Gove’s Department for Environment, Food and Rural Affairs (Defra) refused to divulge any details:
Premature disclosure of information could seriously mislead the public and is not in the public interest.
In the lead-up to the vote, Leave-campaigner Gove had dismissed food industry ‘scaremongers’:
We can have cheaper and higher quality food. The one thing I would say is we will not in any way dilute high-quality environmental standards – we will make sure that our environment and animal welfare are protected.
Immediately following the referendum decision, Gove called a round table discussion for ‘innovative thinkers’.
Renowned food critic Jay Rayner was one of those invited to contribute:
Gove needs advice, because our whole food supply chain has been imperilled by the Brexit vote. Brexit is implicated in every single aspect of our food supply chain and risks imperilling the very health of the nation.
However, Rayner declined the invite and it seems the round table subsequently struggled to innovate.
MP Liam Fox’s attempt to portray a US deal in which the UK would import tinned chlorinated chicken as “an insignificant detail” was lambasted by senior EU figures as “ignorant and indigestible”.
The rising cost of food – official figures suppressed or otherwise – is now an evident fact of life for the British consumer. In the past year alone, basics such as butter have risen in price by 53%.
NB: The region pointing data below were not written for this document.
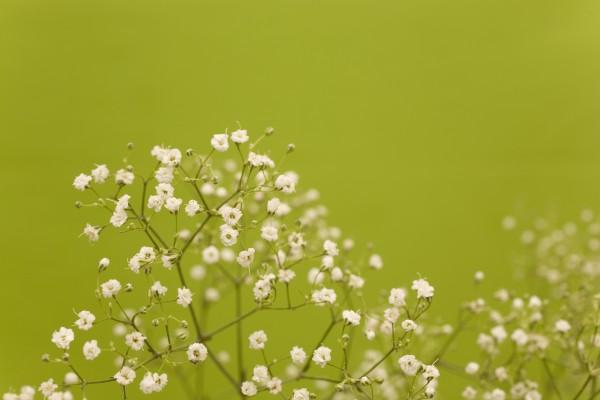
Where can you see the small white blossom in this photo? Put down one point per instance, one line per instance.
(423, 288)
(63, 337)
(321, 356)
(298, 355)
(257, 340)
(239, 136)
(85, 321)
(197, 352)
(351, 317)
(82, 182)
(219, 142)
(184, 297)
(409, 364)
(135, 340)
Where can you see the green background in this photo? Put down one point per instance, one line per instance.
(421, 122)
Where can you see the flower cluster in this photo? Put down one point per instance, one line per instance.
(230, 228)
(543, 342)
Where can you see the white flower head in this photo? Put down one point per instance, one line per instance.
(321, 356)
(219, 142)
(298, 355)
(239, 136)
(351, 317)
(63, 337)
(85, 321)
(184, 297)
(257, 340)
(197, 352)
(423, 288)
(82, 182)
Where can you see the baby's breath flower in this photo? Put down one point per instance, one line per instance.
(257, 340)
(219, 142)
(85, 321)
(63, 337)
(351, 317)
(197, 352)
(423, 288)
(184, 297)
(321, 356)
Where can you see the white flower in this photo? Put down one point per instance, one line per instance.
(100, 173)
(118, 217)
(91, 232)
(285, 183)
(153, 382)
(110, 288)
(397, 297)
(286, 275)
(409, 325)
(431, 372)
(257, 340)
(211, 255)
(228, 235)
(170, 157)
(260, 374)
(336, 274)
(197, 352)
(519, 337)
(172, 204)
(249, 388)
(155, 202)
(82, 182)
(321, 356)
(499, 333)
(298, 355)
(330, 248)
(48, 387)
(273, 205)
(125, 376)
(351, 317)
(124, 177)
(472, 368)
(375, 261)
(269, 233)
(192, 208)
(85, 321)
(63, 337)
(246, 257)
(184, 297)
(562, 326)
(91, 350)
(231, 215)
(324, 296)
(423, 288)
(301, 394)
(355, 281)
(239, 136)
(135, 340)
(274, 385)
(157, 289)
(219, 142)
(409, 364)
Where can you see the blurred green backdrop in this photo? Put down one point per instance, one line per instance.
(422, 123)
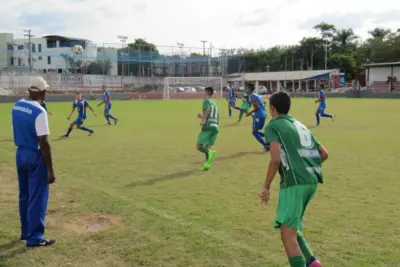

Since 2010, homelessness has doubled whilst one food bank charity (and there are many) – The Trussell Trust – has seen demand for food parcels rise from 61,500 to 1.2million. Although Tory backbencher Jacob Rees-Mogg recently chimed in with at attempt at a positive spin on the increase, eulogising the existence of food banks as “rather uplifting”. Before going on to contradict his apparent delight for societal need with the absurd claim:
the real reason for the rise in numbers is that people now know that they are there and Labour deliberately didn’t tell them.
When asked why even nurses needed to resort to charitable donations of food, Prime Minister Theresa May replied:
There are many complex reasons why people go to food banks.
One particularly “complex reason” apparently being a victim of unprecedented tragedy, with Grenfell survivors currently forced to use them in spite of the – genuinely rather uplifting – fact that £20m has been raised by the public in aid. Eligibility for food banks must be signed off either by doctors, social workers or dole officers.
Jeremy Corbyn has repeatedly denounced the increase in the use of food banks as a “shameful” symbol of poverty under the Tories.
Consequences of ideological-driven austerity also coincided with the introduction of supermarket self-service tills, which has seen astronomical increases in cases of shoplifting – with the ease of theft combined with the financial pressures suffered by many held up as a convincing factor contributing to the rise.
The rise in food bank use and the silencing of information to control the masses are typical of the Tory’s deluded sense of superiority. It is a painfully-fragile, illusory identity built on the brutality in their shameless bullying of the working classes; and their smug glee in having successfully hoodwinked the middle classes into endorsing them. They are acutely aware that their grotesque financial wealth is unjust and an undeserved privilege. These are expensively-educated people, after all. Their refusal to compromise at all regarding their inordinate financial wealth is mere cowardice; total terror at losing their highfalutin status. They revel in gluttony as the rest of us resort to food banks. They are conscious about the state of affairs. And this consciousness makes their behaviour inhumane.
In 1906, Lord Cameron of Dillington claimed it would take a mere three days of meals missed by hungry children and distraught parents for the country to descend into riots, describing Britain as just “nine meals from anarchy”.
With the current government’s Victorian attitude towards poverty, misappropriation of funds and Orwellian stance on people’s right to information, three days seems somewhat optimistic.